Due to the [at last!] release of French TV 3 in 1994, I felt it was time to start writing some originals again, as did the others. We also realized we were degenerating into a cover band exclusively-towards the end, we were only performing 4 French TV songs! However, there didn't seem to be much consensus on direction or the approach to writing. There were also problems with Jeff- despite being able to credibly play the trickiest of covers, it was difficult to write anything really...uh, difficult; we would eventually have to gear it down into something less ambitious. Bill was problematic as well. He could be creative, but it could be quite a struggle to pull it out of him, as he had a tendency to merely double everyone's parts. Eventually everyone's availability became a problem. As I recall, Bill had begun interning in Lexington, Kentucky [a 2 hour drive away]. Despite these problems, we managed to record a tune that later ended up on FTV4, "No Raven Tonight".

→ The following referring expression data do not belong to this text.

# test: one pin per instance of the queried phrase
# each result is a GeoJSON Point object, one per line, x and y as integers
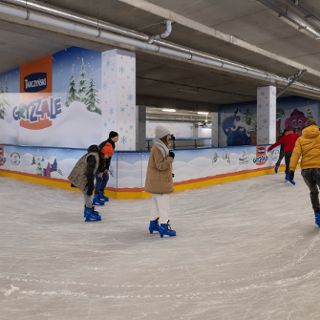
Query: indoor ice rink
{"type": "Point", "coordinates": [244, 250]}
{"type": "Point", "coordinates": [159, 159]}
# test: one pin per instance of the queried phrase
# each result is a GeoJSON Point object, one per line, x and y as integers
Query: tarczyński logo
{"type": "Point", "coordinates": [35, 82]}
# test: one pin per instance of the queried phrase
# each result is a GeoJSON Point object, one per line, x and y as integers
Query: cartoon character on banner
{"type": "Point", "coordinates": [296, 121]}
{"type": "Point", "coordinates": [235, 130]}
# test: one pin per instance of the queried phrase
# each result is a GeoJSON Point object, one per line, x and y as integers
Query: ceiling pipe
{"type": "Point", "coordinates": [293, 79]}
{"type": "Point", "coordinates": [293, 19]}
{"type": "Point", "coordinates": [163, 35]}
{"type": "Point", "coordinates": [307, 15]}
{"type": "Point", "coordinates": [124, 40]}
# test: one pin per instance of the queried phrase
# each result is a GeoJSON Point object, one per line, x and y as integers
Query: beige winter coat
{"type": "Point", "coordinates": [159, 173]}
{"type": "Point", "coordinates": [78, 175]}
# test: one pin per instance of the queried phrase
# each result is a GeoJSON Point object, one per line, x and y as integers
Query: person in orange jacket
{"type": "Point", "coordinates": [308, 147]}
{"type": "Point", "coordinates": [288, 141]}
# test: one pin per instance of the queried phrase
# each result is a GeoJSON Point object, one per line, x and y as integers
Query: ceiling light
{"type": "Point", "coordinates": [168, 110]}
{"type": "Point", "coordinates": [203, 112]}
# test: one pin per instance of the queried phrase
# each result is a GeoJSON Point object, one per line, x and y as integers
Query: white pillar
{"type": "Point", "coordinates": [141, 128]}
{"type": "Point", "coordinates": [266, 115]}
{"type": "Point", "coordinates": [215, 129]}
{"type": "Point", "coordinates": [119, 96]}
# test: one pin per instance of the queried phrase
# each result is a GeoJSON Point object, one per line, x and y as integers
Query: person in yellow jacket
{"type": "Point", "coordinates": [308, 147]}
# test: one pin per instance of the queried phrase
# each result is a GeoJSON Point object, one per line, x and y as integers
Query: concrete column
{"type": "Point", "coordinates": [141, 128]}
{"type": "Point", "coordinates": [266, 115]}
{"type": "Point", "coordinates": [119, 96]}
{"type": "Point", "coordinates": [215, 129]}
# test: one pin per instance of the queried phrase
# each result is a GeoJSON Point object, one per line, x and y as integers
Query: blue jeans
{"type": "Point", "coordinates": [101, 183]}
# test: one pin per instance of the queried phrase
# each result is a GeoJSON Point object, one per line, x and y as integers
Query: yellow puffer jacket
{"type": "Point", "coordinates": [307, 146]}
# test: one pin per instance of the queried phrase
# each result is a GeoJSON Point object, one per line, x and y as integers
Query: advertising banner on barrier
{"type": "Point", "coordinates": [54, 101]}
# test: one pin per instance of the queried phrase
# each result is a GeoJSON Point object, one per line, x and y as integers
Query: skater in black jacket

After some time off, Tony and I decided we wanted to continue with the band, but only as a vehicle for the new compositions the two of us were working on. I decided to call a drummer I had played with briefly years ago [in an all-improv trio with Clancy Dixon] named Greg McNary, and we had a few rehearsals, but Greg was hard to schedule and seemed to have a memory block where he could play a new piece brilliantly, and the next rehearsal act as though he'd never heard the piece before. At one rehearsal, he suggested bringing a drummer friend along named Chris Vincent. I said sure, but didn't realize he meant TO PLAY! Somehow, the two of them crowded into my basement, and we proceeded to jam. The music was overwhelming, and some of it was almost listenable. However, the logistics of continuing this seemed too difficult, so we settled on using Chris only for these new songs. All was going well. We had about 4 songs in good working order: "The Souls of the Damned Live in Failed Works"; "Black Day, White Light", a good chunk of "Perseids"; and a few sections of "Um Tut Sut". But during all this, Chris mysteriously stopped returning phone calls and more or less disappeared. Years later, he told me that he thought Tony & I argued too much-but I don't remember it being any more unusual than my previous musical relationships!